La pelirroja buscó con la mirada a algún conocido y localizó a lo lejos a su hermano.
—¡RON! ¡RON! —lo llamó haciendo señas con las manos para captar su atención. Él corrió hasta ella, pero al cuerpo sólo lo miró de soslayo.
—¿Dónde estabas?
—Yo… yo… —Ginny se soltó a llorar de nervios y de temor a ser descubierta —No sabía a dónde ir —susurró y se abrazó a su hermano.
—Nos tenías muy preocupados ¿te das cuenta de la cantidad de horas que han pasado desde que abandonamos la mansión?
Ginny no contestó y Ron suspiró mirando nuevamente el cuerpo.
—Está muerta ¿verdad?... Pobre, después de todo no era tan mala persona—continuó ante los lloriqueos de su hermana —Quiero que la lleves a donde están los otros, por allá —señaló un lugar muy cerca de la entrada al castillo —Ayuda en lo que sea necesario, tengo que encargarme de algunos mortifagos que siguen dando batalla. —dijo Ron y echó a andar en dirección contraria.
Ginny miró el cuerpo y con un movilicorpus la condujo a donde su hermano había indicado. En el camino se encontró con Luna y McGonagall, pero ambas estaban ocupadas. Su madre también se encontraba en el castillo y cuando vio lo que había sucedido con Vanessa también se puso a llorar. La cubrieron con una manta y entre ambas curaron a algunos de los que estaban heridos, pero Ginny a duras penas y prestaba atención a lo que hacía. No dejaba de mirar el cuerpo rogando que nadie quitara la manta porque ya habían pasado muchos minutos desde que había administrado la poción, una hora más tarde se acercó para comprobarlo y se llevó una sorpresa al percatarse de que seguía siendo Vanessa.
"¿Cómo es posible?" pensó cerrando y abriendo los ojos muchas veces para cerciorarse de que no fuese una alucinación, pero Vanessa seguía ahí.
Al parecer, cuando aplicó la poción multijugos y congeló el cuerpo de la mortifaga, el efecto de la poción permanecería hasta que el hechizo durmiente terminara. Por consiguiente, nadie iba a descubrirla. Vanessa iba a seguir estando muerta ante los ojos de todos los que miraran el cadáver, pero ¿Qué precio pagaría la mortifaga por usurpar el lugar de Vanessa?...
¡La enterrarían viva!
Ginny se había convertido en un monstruo con tal de conservar a Harry a su lado. Lloró y tuvo otra oleada de pánico, pero no diría nada, callaría por siempre. Ese sería su secreto y aprendería a vivir con él, así que debía controlarse si no quería que sospecharan nada.

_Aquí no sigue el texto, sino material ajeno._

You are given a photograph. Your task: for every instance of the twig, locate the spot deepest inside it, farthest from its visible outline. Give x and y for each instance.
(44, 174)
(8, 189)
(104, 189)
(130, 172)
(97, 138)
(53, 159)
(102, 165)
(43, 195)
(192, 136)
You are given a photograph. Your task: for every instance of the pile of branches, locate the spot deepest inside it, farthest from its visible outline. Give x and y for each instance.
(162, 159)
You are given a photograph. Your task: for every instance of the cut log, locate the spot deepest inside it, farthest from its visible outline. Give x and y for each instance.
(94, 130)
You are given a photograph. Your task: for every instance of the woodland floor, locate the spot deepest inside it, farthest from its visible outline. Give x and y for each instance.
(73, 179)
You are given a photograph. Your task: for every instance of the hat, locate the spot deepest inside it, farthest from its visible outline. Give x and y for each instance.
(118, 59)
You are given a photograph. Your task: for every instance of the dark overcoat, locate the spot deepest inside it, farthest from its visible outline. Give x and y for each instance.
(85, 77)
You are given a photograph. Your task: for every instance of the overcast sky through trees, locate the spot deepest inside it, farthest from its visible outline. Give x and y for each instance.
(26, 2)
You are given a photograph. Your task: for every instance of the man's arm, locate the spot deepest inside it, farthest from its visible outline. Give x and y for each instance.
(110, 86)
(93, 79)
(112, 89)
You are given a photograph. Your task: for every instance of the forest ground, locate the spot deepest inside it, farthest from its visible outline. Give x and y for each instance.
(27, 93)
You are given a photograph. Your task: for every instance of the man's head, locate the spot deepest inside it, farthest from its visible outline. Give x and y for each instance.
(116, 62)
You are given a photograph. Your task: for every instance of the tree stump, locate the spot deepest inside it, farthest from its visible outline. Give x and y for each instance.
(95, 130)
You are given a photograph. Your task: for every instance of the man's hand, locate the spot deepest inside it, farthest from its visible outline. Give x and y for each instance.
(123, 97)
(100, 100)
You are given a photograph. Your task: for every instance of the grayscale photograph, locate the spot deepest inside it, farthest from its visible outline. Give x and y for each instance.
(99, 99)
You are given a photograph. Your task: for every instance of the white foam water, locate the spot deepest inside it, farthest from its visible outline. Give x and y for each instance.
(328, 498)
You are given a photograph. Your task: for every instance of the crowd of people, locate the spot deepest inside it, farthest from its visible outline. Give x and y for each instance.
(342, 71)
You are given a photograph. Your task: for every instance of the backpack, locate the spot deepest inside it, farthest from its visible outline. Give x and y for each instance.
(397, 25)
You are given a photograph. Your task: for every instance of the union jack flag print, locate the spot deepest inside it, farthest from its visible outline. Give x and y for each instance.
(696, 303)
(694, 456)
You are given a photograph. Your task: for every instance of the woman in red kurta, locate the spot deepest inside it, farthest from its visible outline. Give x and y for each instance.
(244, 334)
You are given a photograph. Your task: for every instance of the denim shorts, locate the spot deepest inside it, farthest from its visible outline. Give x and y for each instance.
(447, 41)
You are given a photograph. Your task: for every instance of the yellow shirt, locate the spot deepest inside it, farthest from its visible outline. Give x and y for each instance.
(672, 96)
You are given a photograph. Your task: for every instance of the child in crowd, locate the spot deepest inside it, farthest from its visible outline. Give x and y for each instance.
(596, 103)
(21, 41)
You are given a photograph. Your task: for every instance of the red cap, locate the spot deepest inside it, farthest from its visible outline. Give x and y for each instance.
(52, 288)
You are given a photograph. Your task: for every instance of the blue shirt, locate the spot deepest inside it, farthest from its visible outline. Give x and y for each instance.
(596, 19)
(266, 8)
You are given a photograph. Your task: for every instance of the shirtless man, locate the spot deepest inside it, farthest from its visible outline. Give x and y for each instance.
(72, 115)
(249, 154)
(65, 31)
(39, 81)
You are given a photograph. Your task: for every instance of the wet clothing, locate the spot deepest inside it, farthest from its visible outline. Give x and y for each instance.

—Ginny, cariño, ¿Estás bien? —preguntó la señora Weasley cuando la pelirroja volvió a su lado en el gran comedor
—Si —fue todo lo que contestó sentándose en la orilla de una banca.
—Es necesario llevar a Tonks y Lupin a San Mungo. La señora Pomfrey ha hecho todo lo que ha podido para sanar la pierna de Lupin, pero cree que recibirá mejores cuidados allá. ¿Podrían llevarlos tú y Luna?
—Sí, claro.
—Sé que todo esto es muy difícil. Para todos lo es. pero pronto terminará. —continuó la mujer al percatarse de lo afligida que estaba Ginny.
—Tonks no quiere ir al hospital —dijo Luna con su dulce y despreocupada voz acercándose a madre e hija y sentándose a un lado de esta última. —Dice que no tiene nada.
—¿Eso es lo que dice? —exclamó la señora Weasley poniéndose de pie —Ya me escuchará esa mujer. Si no quiere ir por ella al menos que lo haga por el pequeño Teddy. Si algo le pasa a ella o a Remus ¿Quién cree que lo va a cuidar? ¿La abuela? Ella y Lupin irán a San Mungo así tenga que… —continuó hablando y saliendo del comedor.
—Yo sé que te pasa algo. —dijo Luna y Ginny levantó la vista para observarla. Como la mayoría de las veces, su amiga tenía la mirada ligeramente desenfocada dándole el aspecto de loca.
La pelirroja abrió la boca para decir algo, pero Luna siguió con su discurso.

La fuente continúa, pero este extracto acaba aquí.